Las agencias de viajes te llevan al lejano oeste

Las agencias de viajes son la puerta perfecta para iniciar un gran recorrido por el lejano oeste: debe recorrerse por carretera, descubriendo territorios que aún preservan una alta dosis de aquellos westerns de la gran pantalla.

Las carreteras recorren extensos territorios donde sólo habita el desierto. De vez en cuando, se cruza una gasolinera y rara vez se ve a alguien caminando en el paisaje. Dentro del auto, se escucha la misma música una y otra vez, mientras el velocímetro acumula cientos de kilómetros a través del territorio del suroeste de Estados Unidos.

El viaje inicia en Flagstaff, una ciudad que nació siendo tarjeta postal. Todo es perfecto ahí y las montañas nevadas que sirven de fondo lo confirman. Lo único extraño es que se parta de una ciudad de montaña para entrar al desierto, pero es lo más práctico, ya que la carretera 180 conecta a Flagstaff con el primer destino del desierto: el Gran Cañón del Colorado.

Gran Cañón, Arizona

Aquí también se vive dentro de una tarjeta postal, visitada por todos aunque sea a través de cientos de fotografías; pero hay que estar ahí para entender lo que es grandioso. De entre cientos de turistas, aún se pueden observar, desde los miradores, los paisajes más profundos jamás vistos. Si la visita se hace en verano, lo mejor es irse al lado norte del Cañón, donde abundan los mejores paisajes y la escasez de turistas.

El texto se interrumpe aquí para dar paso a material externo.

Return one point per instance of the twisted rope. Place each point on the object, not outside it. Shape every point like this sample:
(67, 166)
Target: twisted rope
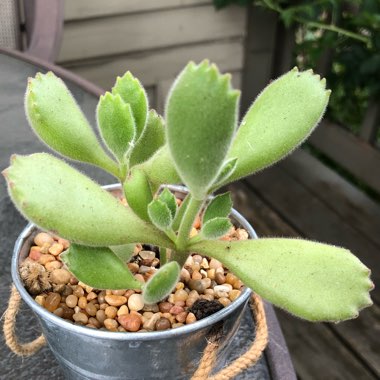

Monument Valley, UTA y Arizona

La tierra aquí es roja y las formas de las montañas cuentan con las formas más caprichosas que ellas mismas puedan optar. Muchos comerciales y películas del oeste se han realizado en esta tierra de los Navajos, por lo que no es extraño que uno pueda conocer hasta las esquinas más perdidas de este rincón de desierto.

Valley of the Gods, Utah

En el camino, después de dejar atrás Monument Valley, llama la atención una serie de montañas que adornan de forma diferente el paisaje. Para los curiosos, existe un circuito que permite adentrarse en este valle. Es muy común no cruzarse con ningún otro vehículo en las tres horas que dura el viaje, pero fácilmente se encuentra uno con tierras de nada.

Canyonlands, Utah

Recorriendo la carretera 191, se llega a este Parque Nacional, uno de los más grandes de Estados Unidos. Es un sitio poco conocido, lo que permite convivir a solas con las extensiones infinitas. Si las caminatas no bastan para dialogar con esta tierra, se pueden realizar viajes en jeep, a caballo o escalar roca.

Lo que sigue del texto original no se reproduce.